For reasons he can't fully explain, he came up with: Whatever happened to pizza at McDonald's?
Maybe you are too young to remember. Perhaps you forgot. Or there's a chance you've blocked it. But the home of the Big Mac began selling pizza in the mid-1980s.
McDonald's gave up a few years later. Nobody lamented the passing of McPizza, and nobody was urging its return. Which, to Thompson in the fall of 2016, made the topic all the more appealing.
"I knew there were a lot of McDonald's that are open 24 hours, so I could call one of them right then," he said. He called two. At the first, an employee hung up.

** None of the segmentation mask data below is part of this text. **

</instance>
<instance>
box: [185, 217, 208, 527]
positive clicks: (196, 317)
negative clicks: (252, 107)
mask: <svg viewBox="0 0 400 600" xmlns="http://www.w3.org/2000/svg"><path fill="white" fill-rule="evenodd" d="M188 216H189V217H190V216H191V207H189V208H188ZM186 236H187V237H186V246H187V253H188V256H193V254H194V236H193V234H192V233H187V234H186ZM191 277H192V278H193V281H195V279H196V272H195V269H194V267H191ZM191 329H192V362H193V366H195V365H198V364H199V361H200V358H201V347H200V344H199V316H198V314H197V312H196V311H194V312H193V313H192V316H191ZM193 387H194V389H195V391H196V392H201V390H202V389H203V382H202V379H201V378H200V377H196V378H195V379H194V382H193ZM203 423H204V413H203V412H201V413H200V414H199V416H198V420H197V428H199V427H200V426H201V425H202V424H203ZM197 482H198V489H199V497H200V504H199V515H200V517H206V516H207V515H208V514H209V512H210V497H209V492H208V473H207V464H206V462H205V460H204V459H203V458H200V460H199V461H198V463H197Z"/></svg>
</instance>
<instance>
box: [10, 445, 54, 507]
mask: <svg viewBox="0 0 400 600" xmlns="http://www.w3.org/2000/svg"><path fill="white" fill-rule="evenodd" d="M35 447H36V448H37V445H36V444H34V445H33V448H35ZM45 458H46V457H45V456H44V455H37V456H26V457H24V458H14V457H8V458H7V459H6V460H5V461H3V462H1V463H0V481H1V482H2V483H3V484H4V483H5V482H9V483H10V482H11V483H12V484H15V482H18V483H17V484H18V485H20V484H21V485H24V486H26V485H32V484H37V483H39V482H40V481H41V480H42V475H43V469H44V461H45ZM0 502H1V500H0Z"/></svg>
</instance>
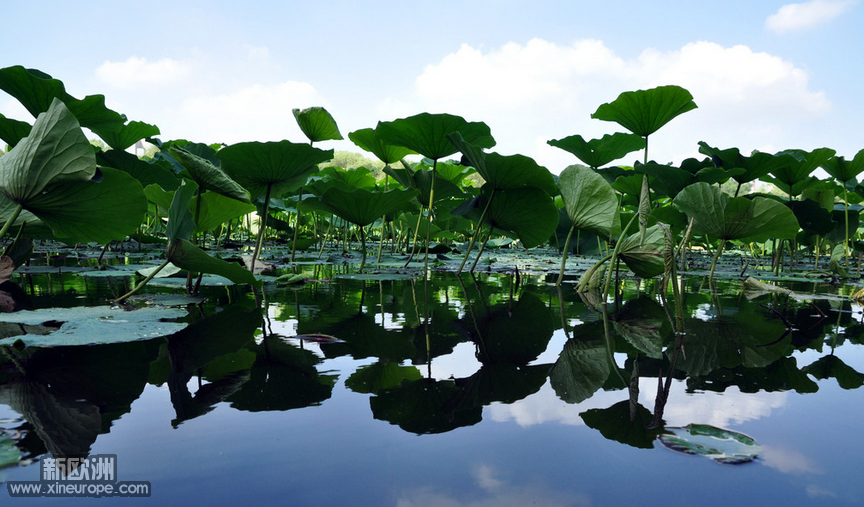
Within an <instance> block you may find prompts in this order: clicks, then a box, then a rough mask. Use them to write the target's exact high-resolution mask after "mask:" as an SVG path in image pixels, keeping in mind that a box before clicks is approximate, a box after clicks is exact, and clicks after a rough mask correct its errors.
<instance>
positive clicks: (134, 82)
mask: <svg viewBox="0 0 864 507" xmlns="http://www.w3.org/2000/svg"><path fill="white" fill-rule="evenodd" d="M190 75H191V69H190V68H189V65H188V64H186V63H184V62H181V61H179V60H174V59H171V58H163V59H161V60H157V61H152V62H151V61H150V60H148V59H147V58H142V57H138V56H131V57H129V58H127V59H126V60H124V61H122V62H111V61H108V60H106V61H105V62H104V63H102V65H100V66H99V67H97V68H96V77H97V78H99V79H100V80H101V81H103V82H104V83H106V84H108V85H110V86H113V87H115V88H119V89H122V90H138V89H145V88H152V87H159V86H168V85H176V84H179V83H181V82H183V81H185V80H186V79H188V78H189V77H190Z"/></svg>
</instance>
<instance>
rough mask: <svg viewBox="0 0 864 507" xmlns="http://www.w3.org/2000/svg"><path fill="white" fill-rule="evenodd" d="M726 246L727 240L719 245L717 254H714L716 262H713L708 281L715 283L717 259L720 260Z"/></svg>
mask: <svg viewBox="0 0 864 507" xmlns="http://www.w3.org/2000/svg"><path fill="white" fill-rule="evenodd" d="M725 245H726V240H725V239H721V240H720V244H719V245H717V253H715V254H714V260H712V261H711V272H710V273H708V281H709V282H713V281H714V268H716V267H717V259H719V258H720V254H721V253H723V247H724V246H725Z"/></svg>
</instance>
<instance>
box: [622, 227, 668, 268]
mask: <svg viewBox="0 0 864 507" xmlns="http://www.w3.org/2000/svg"><path fill="white" fill-rule="evenodd" d="M665 246H666V241H665V239H664V237H663V229H662V228H660V226H659V225H654V226H651V227H649V228H647V229H645V238H644V241H640V234H639V233H635V234H631V235H629V236H627V237H626V238H624V239H622V240H621V247H620V250H619V252H618V255H619V256H620V257H621V260H623V261H624V264H626V265H627V267H628V268H630V271H632V272H633V273H635V274H636V276H639V277H641V278H653V277H655V276H657V275H659V274H662V273H663V272H664V271H665V270H666V265H665V263H664V261H663V251H664V249H665Z"/></svg>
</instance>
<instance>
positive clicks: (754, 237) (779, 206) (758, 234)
mask: <svg viewBox="0 0 864 507" xmlns="http://www.w3.org/2000/svg"><path fill="white" fill-rule="evenodd" d="M798 229H799V226H798V219H796V218H795V213H793V212H792V210H790V209H789V208H787V207H786V206H784V205H783V203H780V202H777V201H775V200H773V199H768V198H765V197H756V198H754V199H753V216H752V217H751V218H750V220H749V221H748V222H747V223H746V224H745V225H744V227H743V228H741V230H740V231H739V233H738V234H739V237H738V238H732V239H742V240H748V241H756V242H762V241H768V240H769V239H773V238H777V239H792V238H794V237H795V235H796V234H798Z"/></svg>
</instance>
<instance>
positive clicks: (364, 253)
mask: <svg viewBox="0 0 864 507" xmlns="http://www.w3.org/2000/svg"><path fill="white" fill-rule="evenodd" d="M360 248H361V249H362V250H363V258H362V259H361V260H360V269H359V270H358V273H362V272H363V268H364V267H366V228H365V227H363V226H362V225H361V226H360Z"/></svg>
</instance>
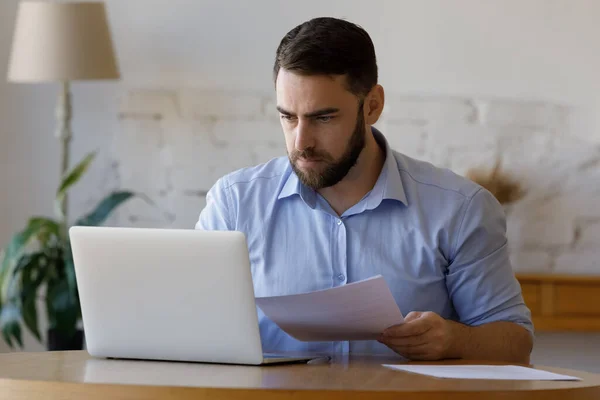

But at the second, a manager was sincerely stumped. "Sorry about that," he said, politely. "Have a good night."
By 3 a.m., Thompson had edited the calls and added some narration. Then he uploaded Episode 1 of the "Whatever Happened to Pizza at McDonald's?" podcast to iTunes. That was 177 episodes ago.
More than just a joke
What started as a lark meant to amuse himself has evolved into something far richer — a deadpan satire about podcasts, the business of podcasting and the quirks of investigative journalism.
"Whatever" has a core audience of about 30,000 listeners. It has spun off an online version of a board game and a self-published book ("How to Be an Investigative Journalist"), and Thompson has shot a TV pilot episode that his manager is shopping around Hollywood.